Parvinder Sachdeva, renaissance man

In Sports /

By Harlan Nemerofsky

Parvinder Sachdeva began sweating as he stood up in front of a roaring crowd of 2,000 fans. Standing in the middle of the ice, he wondered why they chose him over other qualified students to speak at such an important event. Then, as the spotlight cast on him, he looked up at the stands and began to regain his composure.

“It was one of the highlights of my career at Ryerson,” he says in reference to being the Master of Ceremonies at the opening of the Mattamy Athletic Centre last September. “[But] it was the most nerve-racking moment of my life.”

Sachdeva’s memorable four years at Ryerson will come to an end in April, as he is set to graduate and head to the University of British Columbia on a full scholarship for his masters of economics.

Beyond his 4.03 GPA, Sachdeva has also been an influential figure in Ryerson student life, having been a member of Ryerson’s badminton team since 2010, and starting various campus initiatives.

As a first-year business management student, double majoring in economics and finance, Sachdeva wanted to create a group which would end the feeling of disconnect between faculties.

“Every once in a while, I would read something in the newspapers or Ryerson Today and I would find amazing things being done by the professors and the students,” says Sachdeva. “I wanted to create a platform where we could showcase all these ideas under one roof.”

Sachdeva co-founded two influential on-campus groups. The first was Ryerson Toastmasters, a group where students can practice “toasting” or speaking in front of others, followed up by TEDxRyersonU.

TEDxRyersonU is an annual student initiative with the goal of carving a stronger identity for Ryerson students through inspirational speakers.

“After starting Ryerson Toastmasters, I wanted to do something that would make a bigger impact,” says Sachdeva. “With this independently organized TED event, I wanted to get a wide variety of creative and innovative speakers from our community, including students, faculty and alumni, from all fields and walks of life to talk and spread ideas that might very well have the ability to change our lives.”

As President of TedxRyersonU for the first two years of its existence, Sachdeva led a team of over 30 students, from different faculties, and together they organized the event in a short span of three months.

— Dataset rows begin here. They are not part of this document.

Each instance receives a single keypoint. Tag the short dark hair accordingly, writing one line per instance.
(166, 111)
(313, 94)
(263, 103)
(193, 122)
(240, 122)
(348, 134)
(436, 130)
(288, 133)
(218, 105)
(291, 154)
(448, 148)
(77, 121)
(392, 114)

“Despite the time constraint, we pulled off one of the most successful events of the year at Ryerson University,” he says. “That only became possible because I was able to communicate my vision and inspire these members to put in tremendous hours of work and effort. I was able to make everyone part of a ‘shared vision’, which made this event not just my event, but everyone’s event.”

In 2011, Sachdeva was the only student selected from Ryerson to be in the “Next 36,” an initiative that gives 36 exceptional young Canadians the start-up experience, business mentorship, and academic instruction to be Canada’s next generation of high impact entrepreneurs.

But Sachdeva says that if it weren’t for his experience on the badminton team, none of his groups could have been possible, as it helped him come out of his shell and transform him into a leader.

“The badminton team has taught me how to a have a voice outside of being a student,” he says. “In all my four years as a student, there hasn’t been any kind of experience that has been rewarding as that.”

Head coach Rob Fullerton agrees, saying that although Sachdeva isn’t a team captain, his leadership skills are evident in the formation of TedxRyersonU and Ryerson Toast Masters.

“I honestly don’t know what he would have accomplished without the team,” says Fullerton, who says that the team experience helped Sachdeva to succeed outside of badminton.

“He’s one of the most committed members of the team,” says Sachdeva’s badminton doubles partner, Steven Lien. “You can see that in the amount of hours and dedication he puts into training.”